“We’re going to turn the bull loose,” proclaimed an effusive Ronald Reagan on March 28, 1985. The setting, fittingly enough, was the trading floor of the New York Stock Exchange and the president had clearly found himself among a friendly crowd. Chants of “Eight more years!” and “Ronnie, Ronnie!” came from the audience as Reagan looked on, beaming. It was the first time an incumbent president had visited the trading floor in the Stock Exchange’s entire, nearly two hundred–year history — and the setting was not mere happenstance. “With tax reform and budget control,” Reagan declared, “our economy will be free to expand to its full potential, driving the bears back into permanent hibernation.”

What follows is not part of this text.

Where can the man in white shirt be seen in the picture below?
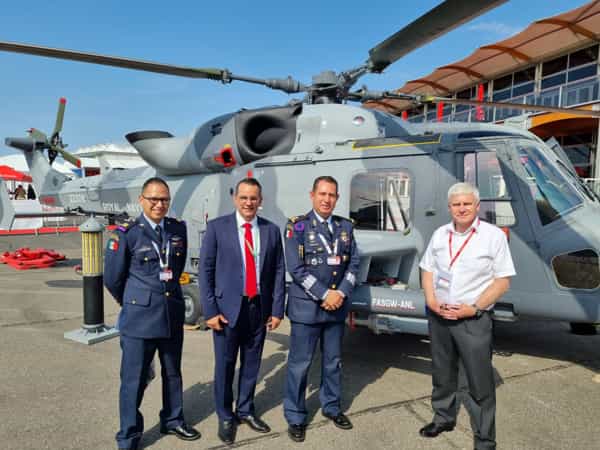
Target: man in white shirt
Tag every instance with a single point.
(465, 270)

It can be easy to forget, but the Reaganite economic project billed itself as a populist one. “Turning the bull loose” conjured the image of a powerful and dynamic beast ensnared by taxes and regulation which, once unmoored, would be free to unleash its energy at full speed. Though Reagan was speaking to financiers on that day in 1985, the supposed promise of his program was that gains at the top would be felt by everyone. With the necessary impediments removed, a common prosperity lay just over the next horizon.
Nearly forty years on, it’s sometimes said that trickle-down economics didn’t work — a statement that technically rings true if we go by its own official rhetoric. An alternative, and more accurate framing might be that it actually has worked as an effective means for the upward redistribution of wealth, which was more or less the whole point all along. Nowhere is that better illustrated than in the growth of CEO pay, the focus of a newly published study by Josh Bivens and Jori Kandra of the Economic Policy Institute.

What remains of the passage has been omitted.